Роды были лёгкими, словно сама природа благоволила этому счастью. Мальчик родился крепкий, здоровый, с тёмными волосиками и серыми глазами — в отца. Назвали его Иваном — в честь деда, Митрофанова отца.
Митрофан в тот день чуть с ума не сошёл от радости. Бегал по усадьбе, не зная, куда себя деть, всех работников одарил, Марфу расцеловал, а когда ему показали сына — долго смотрел на него, и слёзы стояли в глазах.
— Сын, — шептал он. — Сын у меня. Ванюшка.
Аксинья смотрела на мужа, на старшую дочку, на новорождённого сына, и сердце её переполнялось таким счастьем, что, казалось, вот-вот разорвётся.
— Спасибо тебе, — сказал Митрофан, склоняясь над ней. — За всё спасибо.
— Это тебе спасибо, — ответила она. — За то, что пожалел, приютил, полюбил.
— Дурочка, — улыбнулся он. — Разве за это благодарят? Это я счастливый. Что ты у меня есть. Что дети есть. Что дом — полная чаша.
****
В одно воскресное утро, когда весна уже вовсю хозяйничала, Аксинья вышла на крыльцо с маленьким Ваней на руках. Рядом бегала Настенька, пыталась поймать бабочку. Солнце поднималось над лесом, золотило верхушки деревьев, заливало светом весь двор. Пели птицы, пахло сиренью, и воздух был такой чистый, прозрачный, что дышалось легко и радостно.
Сзади подошёл Митрофан, обнял её за плечи, поцеловал в макушку.

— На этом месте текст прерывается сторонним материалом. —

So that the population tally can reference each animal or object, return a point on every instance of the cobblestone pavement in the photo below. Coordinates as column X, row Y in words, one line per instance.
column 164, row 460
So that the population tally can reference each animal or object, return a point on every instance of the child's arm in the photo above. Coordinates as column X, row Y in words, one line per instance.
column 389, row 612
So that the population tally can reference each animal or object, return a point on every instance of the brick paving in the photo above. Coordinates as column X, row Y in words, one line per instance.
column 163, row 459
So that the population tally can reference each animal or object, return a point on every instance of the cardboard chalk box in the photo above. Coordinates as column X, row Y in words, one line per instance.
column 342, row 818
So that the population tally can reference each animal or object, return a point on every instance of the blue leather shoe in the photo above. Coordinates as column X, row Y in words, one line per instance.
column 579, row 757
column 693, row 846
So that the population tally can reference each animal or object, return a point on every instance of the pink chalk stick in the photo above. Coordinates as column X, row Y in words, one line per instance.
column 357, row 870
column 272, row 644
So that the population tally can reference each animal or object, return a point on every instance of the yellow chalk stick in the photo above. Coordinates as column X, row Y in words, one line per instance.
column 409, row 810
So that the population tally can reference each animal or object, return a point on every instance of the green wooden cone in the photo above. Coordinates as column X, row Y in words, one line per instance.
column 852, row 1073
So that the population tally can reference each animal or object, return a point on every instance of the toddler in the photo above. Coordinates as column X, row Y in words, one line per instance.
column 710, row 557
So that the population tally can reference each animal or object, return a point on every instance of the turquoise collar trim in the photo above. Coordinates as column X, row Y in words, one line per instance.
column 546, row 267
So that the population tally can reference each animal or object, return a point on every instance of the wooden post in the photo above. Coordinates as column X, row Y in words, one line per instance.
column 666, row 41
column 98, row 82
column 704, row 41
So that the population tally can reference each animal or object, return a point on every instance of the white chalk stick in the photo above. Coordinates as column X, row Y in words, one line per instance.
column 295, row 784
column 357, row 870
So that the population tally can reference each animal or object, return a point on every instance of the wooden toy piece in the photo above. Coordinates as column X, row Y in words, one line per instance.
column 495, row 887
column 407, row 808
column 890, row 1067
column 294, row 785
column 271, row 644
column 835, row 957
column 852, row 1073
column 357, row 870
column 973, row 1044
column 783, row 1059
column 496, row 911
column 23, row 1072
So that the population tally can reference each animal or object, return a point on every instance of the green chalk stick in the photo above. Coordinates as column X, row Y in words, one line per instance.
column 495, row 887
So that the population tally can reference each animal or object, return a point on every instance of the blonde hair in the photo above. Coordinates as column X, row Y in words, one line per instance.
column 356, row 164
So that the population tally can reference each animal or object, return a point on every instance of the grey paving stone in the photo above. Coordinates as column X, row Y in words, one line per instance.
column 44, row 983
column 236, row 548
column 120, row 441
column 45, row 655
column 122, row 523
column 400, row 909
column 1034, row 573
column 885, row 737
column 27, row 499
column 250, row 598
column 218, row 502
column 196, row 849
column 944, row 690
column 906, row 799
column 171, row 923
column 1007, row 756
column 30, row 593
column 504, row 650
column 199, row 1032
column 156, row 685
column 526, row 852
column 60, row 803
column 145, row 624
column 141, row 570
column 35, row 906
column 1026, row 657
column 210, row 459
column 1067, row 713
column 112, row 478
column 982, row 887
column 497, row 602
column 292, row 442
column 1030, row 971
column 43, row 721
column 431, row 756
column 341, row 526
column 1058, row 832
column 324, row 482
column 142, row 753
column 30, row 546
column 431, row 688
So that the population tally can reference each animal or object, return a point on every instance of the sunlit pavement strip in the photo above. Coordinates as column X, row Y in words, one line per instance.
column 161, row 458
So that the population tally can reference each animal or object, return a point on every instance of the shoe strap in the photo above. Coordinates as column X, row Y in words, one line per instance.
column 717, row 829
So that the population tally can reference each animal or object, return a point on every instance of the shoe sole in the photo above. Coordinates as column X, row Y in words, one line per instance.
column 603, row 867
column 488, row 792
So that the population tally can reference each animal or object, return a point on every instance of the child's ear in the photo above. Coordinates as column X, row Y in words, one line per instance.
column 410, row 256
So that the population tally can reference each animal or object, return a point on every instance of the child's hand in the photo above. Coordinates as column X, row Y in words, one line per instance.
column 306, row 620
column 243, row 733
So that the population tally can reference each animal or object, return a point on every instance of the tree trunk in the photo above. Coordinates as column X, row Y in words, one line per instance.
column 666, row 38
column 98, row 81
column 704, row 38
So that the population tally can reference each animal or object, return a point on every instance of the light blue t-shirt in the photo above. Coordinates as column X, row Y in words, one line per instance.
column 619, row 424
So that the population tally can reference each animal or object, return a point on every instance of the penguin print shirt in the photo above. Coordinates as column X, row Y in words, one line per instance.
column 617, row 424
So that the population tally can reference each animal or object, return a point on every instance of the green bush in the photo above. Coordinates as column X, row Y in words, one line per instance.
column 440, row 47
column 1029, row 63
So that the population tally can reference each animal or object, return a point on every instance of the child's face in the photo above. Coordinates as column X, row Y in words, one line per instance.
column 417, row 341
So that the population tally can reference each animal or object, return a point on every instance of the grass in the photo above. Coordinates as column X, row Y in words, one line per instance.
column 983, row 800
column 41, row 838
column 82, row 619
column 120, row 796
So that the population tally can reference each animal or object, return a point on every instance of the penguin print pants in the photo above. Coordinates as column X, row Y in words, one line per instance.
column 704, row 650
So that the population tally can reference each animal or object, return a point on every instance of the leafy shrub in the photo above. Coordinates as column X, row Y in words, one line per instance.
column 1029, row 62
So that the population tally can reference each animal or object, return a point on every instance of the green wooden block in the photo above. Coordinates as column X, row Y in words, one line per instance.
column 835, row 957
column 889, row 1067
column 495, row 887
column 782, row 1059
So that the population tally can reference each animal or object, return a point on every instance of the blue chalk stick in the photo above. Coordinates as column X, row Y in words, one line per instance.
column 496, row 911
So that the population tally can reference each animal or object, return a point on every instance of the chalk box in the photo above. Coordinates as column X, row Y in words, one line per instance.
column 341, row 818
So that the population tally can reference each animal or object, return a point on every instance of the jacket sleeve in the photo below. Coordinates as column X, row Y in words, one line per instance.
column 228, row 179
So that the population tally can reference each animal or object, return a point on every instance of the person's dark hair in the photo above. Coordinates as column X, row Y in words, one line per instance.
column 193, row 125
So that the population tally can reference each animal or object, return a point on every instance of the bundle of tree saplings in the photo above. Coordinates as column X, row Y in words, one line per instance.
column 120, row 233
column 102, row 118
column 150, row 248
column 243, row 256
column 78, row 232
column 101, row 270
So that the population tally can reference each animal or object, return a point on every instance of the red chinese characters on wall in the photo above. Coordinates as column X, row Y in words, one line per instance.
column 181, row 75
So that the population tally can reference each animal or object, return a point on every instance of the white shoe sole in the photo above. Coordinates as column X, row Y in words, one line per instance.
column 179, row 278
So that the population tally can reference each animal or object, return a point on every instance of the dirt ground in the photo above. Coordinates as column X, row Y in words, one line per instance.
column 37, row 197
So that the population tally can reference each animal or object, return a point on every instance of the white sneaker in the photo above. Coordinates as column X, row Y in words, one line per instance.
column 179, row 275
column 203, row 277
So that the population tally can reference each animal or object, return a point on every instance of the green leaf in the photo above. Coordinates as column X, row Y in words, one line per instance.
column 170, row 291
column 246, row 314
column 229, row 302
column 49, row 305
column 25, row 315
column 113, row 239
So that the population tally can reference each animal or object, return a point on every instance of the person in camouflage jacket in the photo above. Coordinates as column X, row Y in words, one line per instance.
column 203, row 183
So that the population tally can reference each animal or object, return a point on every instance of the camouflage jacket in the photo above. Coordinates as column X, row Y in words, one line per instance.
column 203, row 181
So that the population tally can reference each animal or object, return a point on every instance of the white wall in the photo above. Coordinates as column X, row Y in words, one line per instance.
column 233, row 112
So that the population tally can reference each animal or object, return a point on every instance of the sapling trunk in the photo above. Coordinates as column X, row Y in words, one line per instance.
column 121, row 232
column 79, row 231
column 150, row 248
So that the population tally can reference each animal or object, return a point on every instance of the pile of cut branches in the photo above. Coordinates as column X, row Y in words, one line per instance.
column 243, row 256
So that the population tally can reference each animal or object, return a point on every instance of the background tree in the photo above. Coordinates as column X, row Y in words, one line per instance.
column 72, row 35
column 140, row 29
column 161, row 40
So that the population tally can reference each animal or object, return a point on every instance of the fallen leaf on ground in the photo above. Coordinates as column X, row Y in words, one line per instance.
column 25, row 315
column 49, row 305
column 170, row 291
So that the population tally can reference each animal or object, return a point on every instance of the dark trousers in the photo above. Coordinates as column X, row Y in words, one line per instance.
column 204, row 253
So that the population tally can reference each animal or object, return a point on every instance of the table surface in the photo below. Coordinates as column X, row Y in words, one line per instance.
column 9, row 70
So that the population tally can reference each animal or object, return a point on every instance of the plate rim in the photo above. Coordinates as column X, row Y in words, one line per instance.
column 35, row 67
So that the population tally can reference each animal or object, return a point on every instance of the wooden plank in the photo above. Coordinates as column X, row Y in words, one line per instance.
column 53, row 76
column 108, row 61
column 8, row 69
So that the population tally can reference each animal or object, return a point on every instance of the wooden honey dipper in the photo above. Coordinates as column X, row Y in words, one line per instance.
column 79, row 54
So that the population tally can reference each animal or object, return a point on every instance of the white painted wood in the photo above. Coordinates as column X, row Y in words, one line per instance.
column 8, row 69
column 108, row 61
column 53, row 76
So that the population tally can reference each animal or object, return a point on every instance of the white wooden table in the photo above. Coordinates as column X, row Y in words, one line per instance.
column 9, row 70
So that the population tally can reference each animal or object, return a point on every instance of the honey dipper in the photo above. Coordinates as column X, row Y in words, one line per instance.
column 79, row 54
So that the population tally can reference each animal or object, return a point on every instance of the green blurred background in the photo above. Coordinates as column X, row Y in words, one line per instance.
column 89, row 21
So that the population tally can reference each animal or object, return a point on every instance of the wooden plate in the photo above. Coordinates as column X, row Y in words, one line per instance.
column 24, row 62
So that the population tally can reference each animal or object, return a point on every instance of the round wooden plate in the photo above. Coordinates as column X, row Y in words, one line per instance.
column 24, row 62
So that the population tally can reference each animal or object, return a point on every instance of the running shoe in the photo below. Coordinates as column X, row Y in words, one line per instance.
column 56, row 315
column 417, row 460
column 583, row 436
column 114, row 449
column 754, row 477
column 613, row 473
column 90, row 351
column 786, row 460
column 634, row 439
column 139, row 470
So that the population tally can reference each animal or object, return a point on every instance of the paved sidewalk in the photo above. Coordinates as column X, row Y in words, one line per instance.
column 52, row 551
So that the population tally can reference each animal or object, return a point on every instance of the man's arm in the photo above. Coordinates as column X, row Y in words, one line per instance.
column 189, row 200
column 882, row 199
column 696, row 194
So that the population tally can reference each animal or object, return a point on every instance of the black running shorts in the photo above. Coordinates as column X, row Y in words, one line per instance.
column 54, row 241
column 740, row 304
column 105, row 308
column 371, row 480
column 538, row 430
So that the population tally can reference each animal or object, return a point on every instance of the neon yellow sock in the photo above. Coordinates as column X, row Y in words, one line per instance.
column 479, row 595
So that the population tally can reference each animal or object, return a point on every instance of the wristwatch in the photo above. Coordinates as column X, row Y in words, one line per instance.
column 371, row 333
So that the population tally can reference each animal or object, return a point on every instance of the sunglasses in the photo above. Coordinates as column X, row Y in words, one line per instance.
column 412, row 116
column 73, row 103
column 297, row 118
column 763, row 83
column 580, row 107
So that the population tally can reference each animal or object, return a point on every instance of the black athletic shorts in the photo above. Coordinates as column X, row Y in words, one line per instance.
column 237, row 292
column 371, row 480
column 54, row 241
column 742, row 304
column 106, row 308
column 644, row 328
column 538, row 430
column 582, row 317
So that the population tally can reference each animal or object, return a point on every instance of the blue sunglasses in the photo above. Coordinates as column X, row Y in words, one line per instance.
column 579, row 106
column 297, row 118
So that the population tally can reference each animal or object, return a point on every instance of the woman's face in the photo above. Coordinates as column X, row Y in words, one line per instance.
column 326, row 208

— О чём думаешь? — спросил он.
— О жизни, — ответила она. — О том, что никогда не знаешь, где найдёшь, где потеряешь.
— Нашла? — спросил он.
Она обернулась, посмотрела в его серые, добрые глаза:
— Нашла.
Настенька подбежала, потянула за рукав:
— Тятя, смотри, какую я бабочку поймала!
Митрофан наклонился, подхватил дочку на руки, закружил. Та визжала от восторга. А маленький Ваня в руках у Аксиньи засмеялся, глядя на них.
Аксинья смотрела на эту картину и чувствовала, как сердце переполняется благодарностью. Благодарностью Богу, судьбе, этому человеку. За всё.
Над усадьбой плыли облака — белые, лёгкие, как пух. Солнце поднималось всё выше, обещая тёплый, погожий день. И жизнь продолжалась — долгая, счастливая, настоящая.
А вдали, за лесами и полями, осталась та босая девочка, что бегала по росе, мечтала о счастье и не знала, что оно так близко. Что оно придёт — не тогда, когда ждёшь, и не от того, от кого ждёшь. Придёт, когда придёт время. И подарит любовь, дом, семью — всё то, о чём она мечтала, сама того не ведая.